Singapore-based Wilmar International Ltd’s new headquarters is certainly a masterwork of green design and sustainability incorporated in every aspect of its architecture. Conceived by London-based Eric Parry Architects, the construction is one of the numerous buildings in Singapore that merges architecture and verdure for a more biophilic kind of living. This is in line with the desires of Lee Kuan Yew, the founding father of modern Singapore, who was the brains behind the city-state’s plan to become a garden city.
Wilmar is an investment holding company, that engages in the processing, merchandising, and distribution of agricultural products, and it certainly would be fitting that it incorporates green elements in its architecture. This is where Eric Parry Architects came into the picture.
A Sustainable Building That Merges With, and Enhances Its Surroundings
The architects design and create people-focused, sustainable buildings that enhance their surroundings. Their architecture, they say, engages with its context and interacts with its environs to create delight, and enjoyment, and enhance the well-being of its inhabitants.
It does this by taking a holistic, sustainable approach and focusing on the building fabric, site considerations, energy use, and green technologies. Wilmar’s headquarters entails a business park development located at Singapore’s Biopolis precinct. It is a seven-story building that consists of research and development (R&D) labs and two basement levels.
The development also has a public thoroughfare between Biopolis Road and One North Park. In the headquarters’ development design brief, Wilmar aspired to build a nature-inspired building that references terraced paddy fields and incorporates an organic façade design. The higher stories that consist of the labs sit above the thoroughfare and are held up by a sort of a ‘pebble’, a ‘basket’, and eight tree columns, while the terraced form at each level of the building allows for expansive landscaping to improve the working spaces internally.
With regard to the design brief, this is just what the London-based architects delivered - a structure that incorporates (and merges with) as much nature and sustainability as is deemed requisite.
Incorporates Different Features That Are the Hallmarks of Green Buildings
The structure combines all the elements of nature, signature architecture, and public space to create a landmark headquarters building that offers world-class laboratories and office space. It is a building that is in an organic form characterized by tiered landscape terraces which provide a garden aspect to each of its office levels.
Its façade design incorporates ribbons of glass that bring the inhabitants a 360-degree view of the surroundings.
Eric Parry Architects:
"Landscape flows both above and beneath the building's seven stories, with a new garden square created by raising the main body of the building as well as a cascade of garden terraces that provide a continuation of the parkland environment up and over the building's roof."
The building also adheres to its tropical climate conditions with its passive cooling effects through the continuous projecting fins that adorn each office floor.
These terracotta fins provide shade to the façade hence reducing solar glare while also protecting it from tropical downpours.

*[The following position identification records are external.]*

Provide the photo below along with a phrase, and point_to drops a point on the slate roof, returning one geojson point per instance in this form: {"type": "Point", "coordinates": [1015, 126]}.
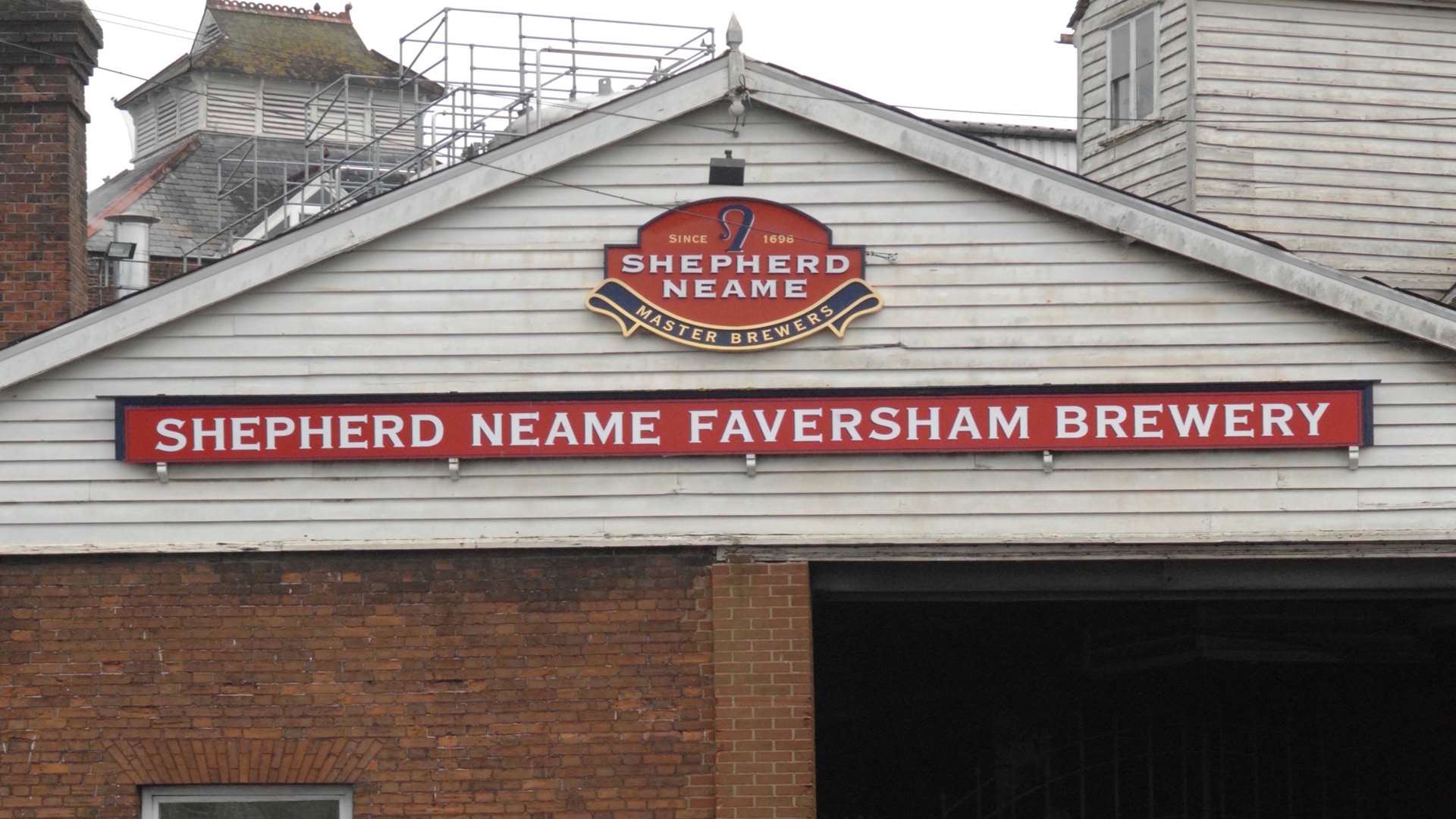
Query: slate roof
{"type": "Point", "coordinates": [1006, 130]}
{"type": "Point", "coordinates": [274, 41]}
{"type": "Point", "coordinates": [178, 186]}
{"type": "Point", "coordinates": [1133, 218]}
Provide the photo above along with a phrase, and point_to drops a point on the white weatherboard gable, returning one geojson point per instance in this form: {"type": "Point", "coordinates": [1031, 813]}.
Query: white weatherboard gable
{"type": "Point", "coordinates": [984, 289]}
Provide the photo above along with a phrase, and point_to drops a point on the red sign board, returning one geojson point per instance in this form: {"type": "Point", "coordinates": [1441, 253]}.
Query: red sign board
{"type": "Point", "coordinates": [153, 430]}
{"type": "Point", "coordinates": [734, 275]}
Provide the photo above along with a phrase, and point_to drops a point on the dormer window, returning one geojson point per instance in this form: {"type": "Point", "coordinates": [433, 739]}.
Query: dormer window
{"type": "Point", "coordinates": [1131, 86]}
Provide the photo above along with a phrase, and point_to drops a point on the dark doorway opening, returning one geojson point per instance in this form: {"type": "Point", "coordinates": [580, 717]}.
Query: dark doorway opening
{"type": "Point", "coordinates": [1149, 708]}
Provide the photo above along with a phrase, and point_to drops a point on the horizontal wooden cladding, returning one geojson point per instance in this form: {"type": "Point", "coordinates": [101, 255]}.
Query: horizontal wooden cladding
{"type": "Point", "coordinates": [983, 290]}
{"type": "Point", "coordinates": [1372, 196]}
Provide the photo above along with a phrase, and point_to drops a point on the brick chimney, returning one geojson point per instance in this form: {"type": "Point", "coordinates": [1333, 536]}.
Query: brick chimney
{"type": "Point", "coordinates": [44, 279]}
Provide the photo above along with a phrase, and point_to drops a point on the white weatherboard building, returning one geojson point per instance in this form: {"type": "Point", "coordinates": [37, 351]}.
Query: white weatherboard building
{"type": "Point", "coordinates": [1254, 567]}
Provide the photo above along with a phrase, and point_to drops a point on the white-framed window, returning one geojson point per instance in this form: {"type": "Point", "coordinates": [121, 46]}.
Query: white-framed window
{"type": "Point", "coordinates": [248, 802]}
{"type": "Point", "coordinates": [1131, 77]}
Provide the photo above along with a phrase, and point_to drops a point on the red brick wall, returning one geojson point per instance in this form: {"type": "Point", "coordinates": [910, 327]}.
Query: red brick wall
{"type": "Point", "coordinates": [44, 278]}
{"type": "Point", "coordinates": [764, 689]}
{"type": "Point", "coordinates": [561, 684]}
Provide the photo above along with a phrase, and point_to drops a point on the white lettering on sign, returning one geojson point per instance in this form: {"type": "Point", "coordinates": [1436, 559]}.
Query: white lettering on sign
{"type": "Point", "coordinates": [910, 423]}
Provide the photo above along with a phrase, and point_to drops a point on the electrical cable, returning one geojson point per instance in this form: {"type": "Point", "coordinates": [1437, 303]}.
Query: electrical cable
{"type": "Point", "coordinates": [940, 110]}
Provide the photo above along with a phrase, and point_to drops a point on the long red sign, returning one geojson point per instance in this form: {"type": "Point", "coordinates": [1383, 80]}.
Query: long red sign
{"type": "Point", "coordinates": [734, 423]}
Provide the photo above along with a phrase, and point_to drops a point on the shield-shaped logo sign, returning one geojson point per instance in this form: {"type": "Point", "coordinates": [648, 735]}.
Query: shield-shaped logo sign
{"type": "Point", "coordinates": [734, 275]}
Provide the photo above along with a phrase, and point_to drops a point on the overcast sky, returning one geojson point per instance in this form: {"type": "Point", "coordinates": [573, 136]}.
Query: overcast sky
{"type": "Point", "coordinates": [970, 55]}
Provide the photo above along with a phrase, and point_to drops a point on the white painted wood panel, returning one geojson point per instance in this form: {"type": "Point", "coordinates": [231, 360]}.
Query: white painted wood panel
{"type": "Point", "coordinates": [984, 290]}
{"type": "Point", "coordinates": [1366, 197]}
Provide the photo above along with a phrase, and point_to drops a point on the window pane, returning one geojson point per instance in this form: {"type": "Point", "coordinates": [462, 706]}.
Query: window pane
{"type": "Point", "coordinates": [1145, 39]}
{"type": "Point", "coordinates": [300, 809]}
{"type": "Point", "coordinates": [1122, 42]}
{"type": "Point", "coordinates": [1145, 93]}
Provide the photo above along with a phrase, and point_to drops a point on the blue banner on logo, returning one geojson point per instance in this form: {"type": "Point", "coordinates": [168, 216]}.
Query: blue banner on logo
{"type": "Point", "coordinates": [848, 302]}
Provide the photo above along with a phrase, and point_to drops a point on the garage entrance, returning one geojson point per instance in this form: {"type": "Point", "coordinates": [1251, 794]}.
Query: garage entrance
{"type": "Point", "coordinates": [986, 695]}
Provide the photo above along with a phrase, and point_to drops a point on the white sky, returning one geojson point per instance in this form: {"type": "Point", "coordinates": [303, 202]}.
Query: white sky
{"type": "Point", "coordinates": [970, 55]}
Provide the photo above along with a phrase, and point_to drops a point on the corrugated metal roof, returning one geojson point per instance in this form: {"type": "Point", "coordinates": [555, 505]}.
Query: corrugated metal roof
{"type": "Point", "coordinates": [178, 186]}
{"type": "Point", "coordinates": [281, 42]}
{"type": "Point", "coordinates": [1053, 146]}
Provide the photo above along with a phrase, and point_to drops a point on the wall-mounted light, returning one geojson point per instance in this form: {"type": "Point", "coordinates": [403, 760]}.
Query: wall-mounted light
{"type": "Point", "coordinates": [726, 169]}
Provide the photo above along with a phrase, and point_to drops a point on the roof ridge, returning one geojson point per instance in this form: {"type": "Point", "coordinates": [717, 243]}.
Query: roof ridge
{"type": "Point", "coordinates": [140, 187]}
{"type": "Point", "coordinates": [271, 9]}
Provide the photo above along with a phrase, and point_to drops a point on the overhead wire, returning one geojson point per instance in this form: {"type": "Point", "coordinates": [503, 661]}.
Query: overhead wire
{"type": "Point", "coordinates": [674, 207]}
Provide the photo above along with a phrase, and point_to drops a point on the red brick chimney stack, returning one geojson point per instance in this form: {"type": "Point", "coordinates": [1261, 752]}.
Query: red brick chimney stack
{"type": "Point", "coordinates": [42, 164]}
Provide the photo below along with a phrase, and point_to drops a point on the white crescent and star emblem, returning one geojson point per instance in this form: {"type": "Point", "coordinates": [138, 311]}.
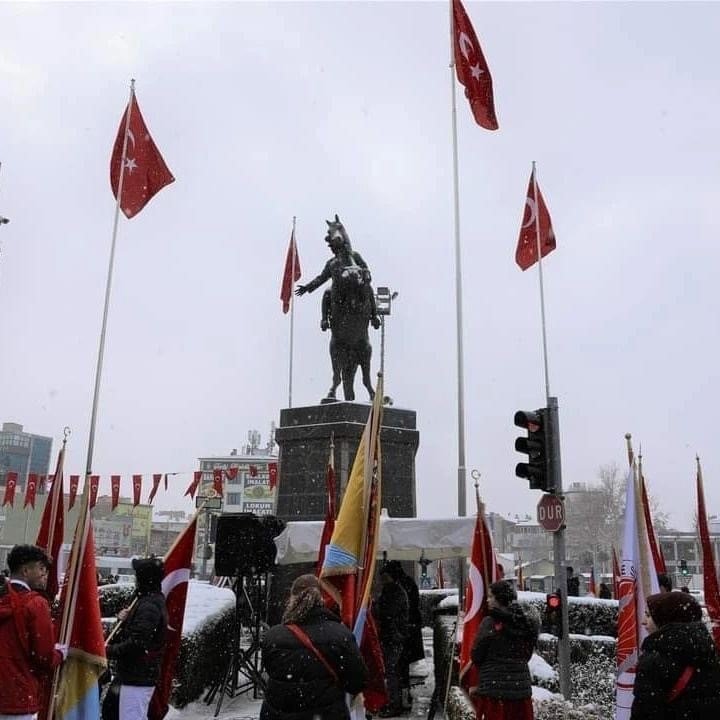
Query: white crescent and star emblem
{"type": "Point", "coordinates": [530, 202]}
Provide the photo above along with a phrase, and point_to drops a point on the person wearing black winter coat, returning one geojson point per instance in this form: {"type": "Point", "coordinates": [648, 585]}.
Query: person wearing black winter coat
{"type": "Point", "coordinates": [678, 673]}
{"type": "Point", "coordinates": [138, 646]}
{"type": "Point", "coordinates": [301, 686]}
{"type": "Point", "coordinates": [503, 646]}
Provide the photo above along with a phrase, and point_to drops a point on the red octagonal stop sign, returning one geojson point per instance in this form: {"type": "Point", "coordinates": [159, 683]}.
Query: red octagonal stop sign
{"type": "Point", "coordinates": [551, 512]}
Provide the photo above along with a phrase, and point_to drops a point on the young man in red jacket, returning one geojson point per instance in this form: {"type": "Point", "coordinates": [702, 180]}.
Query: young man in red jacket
{"type": "Point", "coordinates": [28, 651]}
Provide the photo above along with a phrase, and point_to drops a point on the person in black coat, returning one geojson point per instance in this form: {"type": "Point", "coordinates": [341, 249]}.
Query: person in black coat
{"type": "Point", "coordinates": [503, 646]}
{"type": "Point", "coordinates": [678, 673]}
{"type": "Point", "coordinates": [306, 683]}
{"type": "Point", "coordinates": [137, 649]}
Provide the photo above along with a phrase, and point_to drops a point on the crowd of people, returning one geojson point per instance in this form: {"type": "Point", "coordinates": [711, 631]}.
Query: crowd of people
{"type": "Point", "coordinates": [312, 660]}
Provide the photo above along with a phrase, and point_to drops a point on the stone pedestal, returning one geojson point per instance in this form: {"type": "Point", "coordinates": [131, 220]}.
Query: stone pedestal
{"type": "Point", "coordinates": [304, 441]}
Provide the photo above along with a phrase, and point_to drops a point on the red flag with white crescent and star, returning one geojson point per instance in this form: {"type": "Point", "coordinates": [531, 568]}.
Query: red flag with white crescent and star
{"type": "Point", "coordinates": [137, 488]}
{"type": "Point", "coordinates": [74, 482]}
{"type": "Point", "coordinates": [10, 485]}
{"type": "Point", "coordinates": [145, 172]}
{"type": "Point", "coordinates": [176, 573]}
{"type": "Point", "coordinates": [157, 477]}
{"type": "Point", "coordinates": [114, 491]}
{"type": "Point", "coordinates": [483, 571]}
{"type": "Point", "coordinates": [536, 219]}
{"type": "Point", "coordinates": [472, 69]}
{"type": "Point", "coordinates": [30, 490]}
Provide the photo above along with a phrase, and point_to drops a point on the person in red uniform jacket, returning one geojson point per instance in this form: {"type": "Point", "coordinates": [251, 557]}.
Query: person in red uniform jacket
{"type": "Point", "coordinates": [28, 651]}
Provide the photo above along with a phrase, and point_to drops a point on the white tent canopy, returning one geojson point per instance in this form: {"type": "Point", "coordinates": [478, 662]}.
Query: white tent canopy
{"type": "Point", "coordinates": [400, 538]}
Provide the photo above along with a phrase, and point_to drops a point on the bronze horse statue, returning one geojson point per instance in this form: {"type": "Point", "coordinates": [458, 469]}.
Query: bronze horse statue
{"type": "Point", "coordinates": [348, 307]}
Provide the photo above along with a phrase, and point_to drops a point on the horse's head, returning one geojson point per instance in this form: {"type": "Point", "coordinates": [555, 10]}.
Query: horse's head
{"type": "Point", "coordinates": [337, 237]}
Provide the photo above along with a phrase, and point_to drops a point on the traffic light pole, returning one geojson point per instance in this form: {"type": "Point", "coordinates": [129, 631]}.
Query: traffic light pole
{"type": "Point", "coordinates": [559, 556]}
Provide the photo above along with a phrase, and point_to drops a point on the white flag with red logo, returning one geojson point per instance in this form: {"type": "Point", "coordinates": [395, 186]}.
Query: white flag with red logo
{"type": "Point", "coordinates": [178, 562]}
{"type": "Point", "coordinates": [483, 572]}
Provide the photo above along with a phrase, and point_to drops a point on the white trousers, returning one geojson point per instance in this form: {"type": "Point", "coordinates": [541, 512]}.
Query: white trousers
{"type": "Point", "coordinates": [134, 701]}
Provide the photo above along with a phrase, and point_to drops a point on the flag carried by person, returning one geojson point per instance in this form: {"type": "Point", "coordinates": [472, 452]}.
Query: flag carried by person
{"type": "Point", "coordinates": [52, 526]}
{"type": "Point", "coordinates": [349, 564]}
{"type": "Point", "coordinates": [177, 565]}
{"type": "Point", "coordinates": [471, 68]}
{"type": "Point", "coordinates": [710, 579]}
{"type": "Point", "coordinates": [483, 572]}
{"type": "Point", "coordinates": [329, 525]}
{"type": "Point", "coordinates": [291, 274]}
{"type": "Point", "coordinates": [536, 228]}
{"type": "Point", "coordinates": [137, 169]}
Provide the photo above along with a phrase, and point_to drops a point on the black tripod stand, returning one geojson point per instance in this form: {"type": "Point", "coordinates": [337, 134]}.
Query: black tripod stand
{"type": "Point", "coordinates": [244, 668]}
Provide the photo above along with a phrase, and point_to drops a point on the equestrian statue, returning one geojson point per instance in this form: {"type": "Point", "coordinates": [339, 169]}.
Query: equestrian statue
{"type": "Point", "coordinates": [348, 307]}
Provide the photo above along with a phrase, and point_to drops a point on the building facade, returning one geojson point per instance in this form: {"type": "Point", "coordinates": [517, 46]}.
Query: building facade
{"type": "Point", "coordinates": [23, 453]}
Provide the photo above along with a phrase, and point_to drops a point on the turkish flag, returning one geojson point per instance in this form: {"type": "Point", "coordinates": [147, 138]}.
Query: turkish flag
{"type": "Point", "coordinates": [536, 220]}
{"type": "Point", "coordinates": [192, 488]}
{"type": "Point", "coordinates": [176, 569]}
{"type": "Point", "coordinates": [10, 485]}
{"type": "Point", "coordinates": [137, 488]}
{"type": "Point", "coordinates": [272, 475]}
{"type": "Point", "coordinates": [94, 485]}
{"type": "Point", "coordinates": [74, 482]}
{"type": "Point", "coordinates": [157, 477]}
{"type": "Point", "coordinates": [472, 70]}
{"type": "Point", "coordinates": [115, 490]}
{"type": "Point", "coordinates": [217, 480]}
{"type": "Point", "coordinates": [30, 491]}
{"type": "Point", "coordinates": [291, 274]}
{"type": "Point", "coordinates": [145, 172]}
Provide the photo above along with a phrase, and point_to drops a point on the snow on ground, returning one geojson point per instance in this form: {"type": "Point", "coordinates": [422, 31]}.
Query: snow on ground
{"type": "Point", "coordinates": [205, 601]}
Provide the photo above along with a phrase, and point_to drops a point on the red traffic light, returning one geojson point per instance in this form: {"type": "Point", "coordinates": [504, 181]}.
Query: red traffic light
{"type": "Point", "coordinates": [553, 601]}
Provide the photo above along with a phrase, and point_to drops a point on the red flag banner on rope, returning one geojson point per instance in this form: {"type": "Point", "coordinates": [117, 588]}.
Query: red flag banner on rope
{"type": "Point", "coordinates": [482, 573]}
{"type": "Point", "coordinates": [329, 525]}
{"type": "Point", "coordinates": [217, 481]}
{"type": "Point", "coordinates": [272, 475]}
{"type": "Point", "coordinates": [291, 274]}
{"type": "Point", "coordinates": [94, 485]}
{"type": "Point", "coordinates": [178, 563]}
{"type": "Point", "coordinates": [192, 488]}
{"type": "Point", "coordinates": [114, 490]}
{"type": "Point", "coordinates": [137, 489]}
{"type": "Point", "coordinates": [52, 526]}
{"type": "Point", "coordinates": [10, 485]}
{"type": "Point", "coordinates": [710, 578]}
{"type": "Point", "coordinates": [536, 220]}
{"type": "Point", "coordinates": [157, 477]}
{"type": "Point", "coordinates": [74, 483]}
{"type": "Point", "coordinates": [145, 172]}
{"type": "Point", "coordinates": [472, 69]}
{"type": "Point", "coordinates": [30, 490]}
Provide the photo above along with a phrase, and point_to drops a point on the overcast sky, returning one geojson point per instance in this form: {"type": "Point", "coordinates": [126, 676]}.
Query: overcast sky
{"type": "Point", "coordinates": [264, 111]}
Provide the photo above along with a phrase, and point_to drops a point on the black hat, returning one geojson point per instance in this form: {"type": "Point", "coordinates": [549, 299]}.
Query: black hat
{"type": "Point", "coordinates": [23, 554]}
{"type": "Point", "coordinates": [670, 607]}
{"type": "Point", "coordinates": [149, 572]}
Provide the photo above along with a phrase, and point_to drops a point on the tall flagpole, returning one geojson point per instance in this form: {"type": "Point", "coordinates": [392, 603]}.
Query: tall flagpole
{"type": "Point", "coordinates": [461, 482]}
{"type": "Point", "coordinates": [542, 287]}
{"type": "Point", "coordinates": [108, 285]}
{"type": "Point", "coordinates": [292, 311]}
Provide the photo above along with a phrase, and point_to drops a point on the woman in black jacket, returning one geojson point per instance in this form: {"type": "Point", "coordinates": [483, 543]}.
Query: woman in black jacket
{"type": "Point", "coordinates": [678, 673]}
{"type": "Point", "coordinates": [311, 670]}
{"type": "Point", "coordinates": [503, 646]}
{"type": "Point", "coordinates": [138, 647]}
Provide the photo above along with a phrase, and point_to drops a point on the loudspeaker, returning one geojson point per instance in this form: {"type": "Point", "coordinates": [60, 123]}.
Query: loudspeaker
{"type": "Point", "coordinates": [244, 544]}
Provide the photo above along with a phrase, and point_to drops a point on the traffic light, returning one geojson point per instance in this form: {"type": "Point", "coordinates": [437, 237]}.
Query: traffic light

The fins are manufactured without harsh pollutants and are 100 percent recyclable, according to Eric Parry Architects.
In addition, the central public thoroughfare linking the public park has tree-like steel structural columns lining both sides of the passage, while the south main entrance façade uses natural anodized curved aluminum panels to create a gentle pebble-like sculptural object.
Eric Parry Architects:
"The result is a building that gently floats above the landscape providing a ground experience that is in harmony with its surroundings. The landscape design promotes biological diversity of ecosystems, habitats, and biomes and butterfly conservation has been encouraged through the enhancement of habitats and planting."
The architects also indicate that the tree density of the site was increased by 70 percent in the course of its development.
A Step Towards the Green City Vision
Singapore’s Garden City vision included the creation of national and community parks and initiatives for tree planting. It is within this setting that exists this lush greenery-filled space upon which the new 20,000 square meters of office space featuring amenities including an extensive research laboratory, auditorium, a staff cafeteria, café, gym, and a jogging track on the rooftop is nestled. It also features plant-growing areas, and garden terraces as well as a central garden underneath a skylight.
In line with the Green City concept and being a 'city in a garden', the Wilmar office block project delivers a precise strategy for the future of green and tropical office architecture replicable for other similar developments anywhere across the world.
Additionally, according to the architects, it is Singapore's heavy rainfall that led to the use of covered walkways around buildings. This was in order to protect pedestrians from both the extreme sunshine and the rain. The design, accordingly, has walkways around its perimeter on each level. These are sheltered by the overhanging fins of the office floors.
With all these features and others including energy efficiency, the building has already achieved numerous recognitions including the Green Mark Gold Plus for its energy usage, and others.
Such biophilic designs are definitely the way to go for a greener urban future.